Fakta di atas membuktikan bahwa orang Gayo sebetulnya punya peradaban tinggi. Soal munculnya istilah “Dere Gayo” yang diperkenalkan oleh Adinda Jamhuri dalam satu artikel di media LG, yang konotasinya pukulan “tanpa ilmu/perhitungan” adalah fragmen-fragmen budaya Gayo yang menarik didiskusikan untuk melengkapi khazanah pengetahuan tentang Gayo.
Hal yang unik dalam kode etik Pelolo adalah eksistensi darah. Artinya: jika darah sudah keluar melalui hidung atau pada bagian organ tubuh lain dari lawan; itu isyarat kalah! Ini penting, sebab darah di mata orang Gayo, punya nilai sakral dan mahal. Darah adalah aurat; … Darah adalah malu dan harga diri; … Darah adalah kehormatan dan prestige. Oleh itu, dalam pertarungan Pelolo, hanya ada dua pilihan: berjuang agar darah tidak tumpah atau menumpahkan darah lawan.

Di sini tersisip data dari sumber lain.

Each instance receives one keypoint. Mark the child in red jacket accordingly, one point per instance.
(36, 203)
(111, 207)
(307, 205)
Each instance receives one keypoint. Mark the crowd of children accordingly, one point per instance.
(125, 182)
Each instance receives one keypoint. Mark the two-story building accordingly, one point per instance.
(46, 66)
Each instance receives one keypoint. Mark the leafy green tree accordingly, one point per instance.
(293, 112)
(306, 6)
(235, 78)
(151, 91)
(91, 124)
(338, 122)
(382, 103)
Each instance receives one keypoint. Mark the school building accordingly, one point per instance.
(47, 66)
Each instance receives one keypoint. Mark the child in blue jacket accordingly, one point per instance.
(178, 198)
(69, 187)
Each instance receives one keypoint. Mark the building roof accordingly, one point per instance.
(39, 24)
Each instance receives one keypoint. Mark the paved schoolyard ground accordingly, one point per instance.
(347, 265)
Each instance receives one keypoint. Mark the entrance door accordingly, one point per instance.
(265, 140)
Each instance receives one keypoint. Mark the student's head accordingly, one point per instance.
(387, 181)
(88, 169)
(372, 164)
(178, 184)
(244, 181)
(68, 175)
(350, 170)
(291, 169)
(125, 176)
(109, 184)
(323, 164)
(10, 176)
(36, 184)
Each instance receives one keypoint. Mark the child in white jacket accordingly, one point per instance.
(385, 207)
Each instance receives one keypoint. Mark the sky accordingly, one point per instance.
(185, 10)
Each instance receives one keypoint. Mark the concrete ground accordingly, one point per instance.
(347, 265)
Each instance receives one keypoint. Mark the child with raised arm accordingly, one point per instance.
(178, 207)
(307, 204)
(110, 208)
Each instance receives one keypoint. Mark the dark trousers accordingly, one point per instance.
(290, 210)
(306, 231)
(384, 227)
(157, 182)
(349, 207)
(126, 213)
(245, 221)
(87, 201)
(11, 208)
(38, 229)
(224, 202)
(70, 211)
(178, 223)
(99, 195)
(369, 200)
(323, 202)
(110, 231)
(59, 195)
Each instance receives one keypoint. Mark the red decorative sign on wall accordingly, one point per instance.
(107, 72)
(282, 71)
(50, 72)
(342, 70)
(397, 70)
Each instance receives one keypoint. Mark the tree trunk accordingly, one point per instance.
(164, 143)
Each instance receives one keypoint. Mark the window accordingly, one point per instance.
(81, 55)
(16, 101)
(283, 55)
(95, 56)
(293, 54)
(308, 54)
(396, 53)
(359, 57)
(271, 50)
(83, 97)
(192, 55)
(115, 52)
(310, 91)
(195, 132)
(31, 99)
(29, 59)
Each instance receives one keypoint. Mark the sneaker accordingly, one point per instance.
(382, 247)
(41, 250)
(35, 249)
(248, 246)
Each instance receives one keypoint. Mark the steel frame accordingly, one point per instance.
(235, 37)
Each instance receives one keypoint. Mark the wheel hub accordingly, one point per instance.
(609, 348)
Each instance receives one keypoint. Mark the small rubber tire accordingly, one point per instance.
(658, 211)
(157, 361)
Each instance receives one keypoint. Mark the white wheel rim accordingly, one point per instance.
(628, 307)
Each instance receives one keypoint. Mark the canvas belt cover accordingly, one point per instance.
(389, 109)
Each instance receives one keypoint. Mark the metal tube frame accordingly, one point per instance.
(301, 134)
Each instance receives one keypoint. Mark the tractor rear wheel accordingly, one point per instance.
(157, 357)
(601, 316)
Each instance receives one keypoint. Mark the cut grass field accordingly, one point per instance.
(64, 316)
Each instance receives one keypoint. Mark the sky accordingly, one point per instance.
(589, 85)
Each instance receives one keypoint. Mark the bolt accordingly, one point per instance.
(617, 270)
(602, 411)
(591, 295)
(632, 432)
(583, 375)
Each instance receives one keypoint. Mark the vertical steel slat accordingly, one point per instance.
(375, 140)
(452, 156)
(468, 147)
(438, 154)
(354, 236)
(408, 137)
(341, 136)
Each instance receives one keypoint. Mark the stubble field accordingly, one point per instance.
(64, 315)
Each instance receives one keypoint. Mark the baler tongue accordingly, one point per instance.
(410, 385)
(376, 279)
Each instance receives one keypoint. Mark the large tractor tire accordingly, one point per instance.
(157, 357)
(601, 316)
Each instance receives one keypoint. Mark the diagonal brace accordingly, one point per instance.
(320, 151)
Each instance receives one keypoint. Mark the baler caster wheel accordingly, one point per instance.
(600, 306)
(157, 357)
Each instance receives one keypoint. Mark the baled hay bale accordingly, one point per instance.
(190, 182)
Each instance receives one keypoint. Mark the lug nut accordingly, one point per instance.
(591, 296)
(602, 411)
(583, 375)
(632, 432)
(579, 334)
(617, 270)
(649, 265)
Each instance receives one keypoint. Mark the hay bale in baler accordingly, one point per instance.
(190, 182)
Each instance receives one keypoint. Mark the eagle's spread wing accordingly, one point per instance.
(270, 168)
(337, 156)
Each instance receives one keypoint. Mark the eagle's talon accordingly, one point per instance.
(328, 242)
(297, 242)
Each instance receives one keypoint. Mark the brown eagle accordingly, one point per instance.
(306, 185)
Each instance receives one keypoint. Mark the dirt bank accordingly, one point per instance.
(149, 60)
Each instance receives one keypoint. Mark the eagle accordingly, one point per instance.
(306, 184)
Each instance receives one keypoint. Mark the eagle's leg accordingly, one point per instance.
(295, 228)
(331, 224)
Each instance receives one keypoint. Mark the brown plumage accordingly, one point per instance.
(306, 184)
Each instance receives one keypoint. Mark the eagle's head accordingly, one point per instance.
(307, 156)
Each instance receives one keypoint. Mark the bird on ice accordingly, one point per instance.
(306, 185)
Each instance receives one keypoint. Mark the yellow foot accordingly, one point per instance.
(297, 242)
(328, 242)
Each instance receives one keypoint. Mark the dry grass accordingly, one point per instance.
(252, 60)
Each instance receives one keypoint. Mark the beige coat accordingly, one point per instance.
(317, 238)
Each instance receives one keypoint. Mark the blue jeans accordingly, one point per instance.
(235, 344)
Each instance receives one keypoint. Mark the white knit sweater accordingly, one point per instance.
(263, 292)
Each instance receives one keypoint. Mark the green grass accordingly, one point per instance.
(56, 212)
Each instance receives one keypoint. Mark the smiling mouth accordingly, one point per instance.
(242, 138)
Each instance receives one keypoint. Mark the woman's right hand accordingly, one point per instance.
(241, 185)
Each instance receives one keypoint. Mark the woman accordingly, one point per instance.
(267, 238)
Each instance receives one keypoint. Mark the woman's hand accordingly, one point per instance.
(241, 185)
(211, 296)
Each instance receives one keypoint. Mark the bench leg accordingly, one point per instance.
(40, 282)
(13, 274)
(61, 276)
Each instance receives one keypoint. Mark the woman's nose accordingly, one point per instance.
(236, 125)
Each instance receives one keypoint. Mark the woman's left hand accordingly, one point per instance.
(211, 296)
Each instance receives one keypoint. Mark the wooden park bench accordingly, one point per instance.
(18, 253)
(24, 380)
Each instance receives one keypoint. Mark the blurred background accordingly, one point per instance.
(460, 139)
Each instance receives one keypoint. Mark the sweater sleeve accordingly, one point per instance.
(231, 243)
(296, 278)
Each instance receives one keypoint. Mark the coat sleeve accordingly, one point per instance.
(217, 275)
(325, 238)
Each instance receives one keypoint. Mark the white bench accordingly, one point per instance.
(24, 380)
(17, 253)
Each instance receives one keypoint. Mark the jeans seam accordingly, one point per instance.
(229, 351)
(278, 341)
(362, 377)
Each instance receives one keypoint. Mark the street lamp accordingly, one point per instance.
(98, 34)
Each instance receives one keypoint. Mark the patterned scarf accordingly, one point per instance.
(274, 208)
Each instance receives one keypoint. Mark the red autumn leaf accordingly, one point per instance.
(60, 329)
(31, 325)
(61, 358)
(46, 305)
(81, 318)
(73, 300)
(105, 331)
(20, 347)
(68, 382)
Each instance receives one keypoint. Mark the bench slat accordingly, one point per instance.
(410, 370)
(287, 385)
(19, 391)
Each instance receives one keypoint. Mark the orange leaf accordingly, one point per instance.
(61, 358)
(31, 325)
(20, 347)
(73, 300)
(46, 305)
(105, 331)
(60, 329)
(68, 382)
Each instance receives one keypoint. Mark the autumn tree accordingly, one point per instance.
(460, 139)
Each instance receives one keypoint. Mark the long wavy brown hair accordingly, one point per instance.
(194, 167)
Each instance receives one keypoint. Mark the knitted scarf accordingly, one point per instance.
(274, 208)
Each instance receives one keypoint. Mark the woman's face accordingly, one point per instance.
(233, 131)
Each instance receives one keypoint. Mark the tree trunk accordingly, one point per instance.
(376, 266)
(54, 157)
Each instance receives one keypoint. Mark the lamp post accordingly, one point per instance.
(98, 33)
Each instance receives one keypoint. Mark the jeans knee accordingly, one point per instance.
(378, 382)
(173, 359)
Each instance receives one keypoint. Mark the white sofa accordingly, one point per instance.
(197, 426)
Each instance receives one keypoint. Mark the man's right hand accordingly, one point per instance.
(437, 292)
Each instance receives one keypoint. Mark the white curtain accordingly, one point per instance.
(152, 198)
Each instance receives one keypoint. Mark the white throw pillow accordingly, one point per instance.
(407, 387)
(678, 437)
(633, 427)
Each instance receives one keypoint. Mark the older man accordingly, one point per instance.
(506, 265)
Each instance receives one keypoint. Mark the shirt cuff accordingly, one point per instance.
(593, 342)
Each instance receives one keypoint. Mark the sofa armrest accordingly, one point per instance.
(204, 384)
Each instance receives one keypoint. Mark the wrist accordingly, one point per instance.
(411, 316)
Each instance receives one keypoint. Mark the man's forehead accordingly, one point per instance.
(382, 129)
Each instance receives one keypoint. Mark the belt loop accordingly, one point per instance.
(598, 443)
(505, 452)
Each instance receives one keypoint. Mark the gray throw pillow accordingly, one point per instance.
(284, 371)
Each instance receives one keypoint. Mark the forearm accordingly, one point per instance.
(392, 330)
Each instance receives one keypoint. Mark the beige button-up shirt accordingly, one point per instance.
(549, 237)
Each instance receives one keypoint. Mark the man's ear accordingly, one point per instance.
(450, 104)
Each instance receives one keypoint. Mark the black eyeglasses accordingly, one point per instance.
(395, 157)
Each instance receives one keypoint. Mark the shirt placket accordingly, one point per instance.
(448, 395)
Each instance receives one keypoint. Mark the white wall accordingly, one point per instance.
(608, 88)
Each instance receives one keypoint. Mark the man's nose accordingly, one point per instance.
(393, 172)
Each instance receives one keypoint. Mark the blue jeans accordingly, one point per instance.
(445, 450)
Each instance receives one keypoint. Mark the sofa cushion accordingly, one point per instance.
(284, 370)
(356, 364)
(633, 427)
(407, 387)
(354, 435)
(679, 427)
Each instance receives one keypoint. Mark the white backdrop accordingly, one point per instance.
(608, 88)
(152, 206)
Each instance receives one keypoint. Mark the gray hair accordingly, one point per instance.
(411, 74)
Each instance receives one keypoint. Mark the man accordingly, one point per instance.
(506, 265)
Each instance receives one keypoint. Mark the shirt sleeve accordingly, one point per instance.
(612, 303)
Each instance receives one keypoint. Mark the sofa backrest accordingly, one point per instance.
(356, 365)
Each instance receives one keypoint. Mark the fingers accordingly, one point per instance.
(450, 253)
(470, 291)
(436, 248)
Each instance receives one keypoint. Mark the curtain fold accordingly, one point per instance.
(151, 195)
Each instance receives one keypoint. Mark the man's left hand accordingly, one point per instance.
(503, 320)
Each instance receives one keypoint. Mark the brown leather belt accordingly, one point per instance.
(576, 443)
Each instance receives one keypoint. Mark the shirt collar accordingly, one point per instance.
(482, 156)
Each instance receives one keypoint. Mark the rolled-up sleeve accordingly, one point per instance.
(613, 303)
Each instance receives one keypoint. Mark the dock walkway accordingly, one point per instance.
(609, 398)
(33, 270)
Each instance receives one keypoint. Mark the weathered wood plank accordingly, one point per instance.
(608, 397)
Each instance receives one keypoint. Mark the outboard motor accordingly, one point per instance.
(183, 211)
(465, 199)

Perkara lain yang dirasa unik adalah: pantang dalam pelolo berteriak memanggil: Ama dan Ine. Sebab, Ayah (Ama) dan Ibu (Ine) adalah symbol bèntèng/pelindung. Jadi, berteriak: “Amaaaaa, Amaaaaa, Amaaaaa…” dalam keadaan Pelolo; berarti memberi aba-aba bahwa bèntèng pertahanan kebobolan; apalagi teriak: ”Ineeeee sakité”, Ineeeee sakité, Ineeeee sakité” bermakna rahasia sudah bocor, yakni: cedera berat. Maka dalam Didong Jalu, seorang Cèh menyifatkan kekalahan lawan dengan ucapan: “Langkah kelamni baro betéhko jere, gerjen jem due, nge putetalu Ama”.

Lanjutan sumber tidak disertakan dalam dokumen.